By Margaret Smith
He was a common sight in Rome during the eighteenth century, dressed in whatever rags he could find, barefoot, sleeping in the streets near the Colosseum and always carrying his few possessions.
These were his two Rosaries, one round his neck, the other, made from wild rose bushes, in his hand and, in a small bag a New Testament, a Breviary and a copy of ‘The Imitation of Christ’. Few ever went near him because of the odour surrounding him.
Yet, Benedict Joseph Labre, the first child of the fifteen born to Jean-Baptiste Labre and Anne-Barba, in northern France in 1748 could have had a comfortable life as his parents were reasonably well off.
Initially he was given a private education and then sent to his uncle, the parish Priest of Erin, some distance from the family home, when he was twelve. Benedict then declared that he was “unable to conquer a constantly growing distaste for any form of learning.”
Benedict wanted a life of solitude and austerity, preferably in a strict monastic order such as the Trappists. His parents were against this but eventually agreed, fearing that any further opposition “would be resistance to the will of God.”
Unfortunately, Benedict’s attempts to join any monastic order were met with failure. First, the Trappists rejected him on the grounds that he was too young and had no knowledge of plainchant or logic.
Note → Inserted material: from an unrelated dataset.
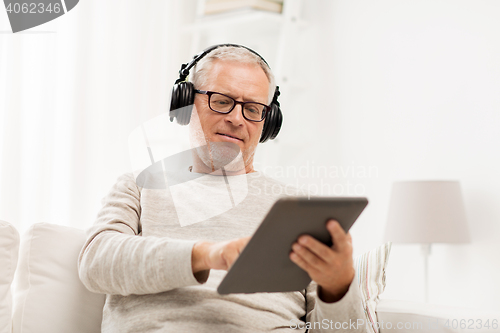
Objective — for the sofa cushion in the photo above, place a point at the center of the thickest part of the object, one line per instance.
(49, 296)
(9, 248)
(370, 272)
Then he was rebuffed by both the Cistercians and Carthusians and it was said that, during his lifetime, he was rejected by eleven different orders.
Such failures affected his health and he finally decided that his vocation “lay elsewhere.”
He then set out to walk to Rome and then came what he called ‘a mental illumination’ which persuaded him to “abandon his parents and his country” in order to “lead a new life.”
This life was to be “most painful, most penitential, not in a wilderness nor in a monastery but in the midst of the world, devoutly visiting as a pilgrim the most famous places of Christian devotion.”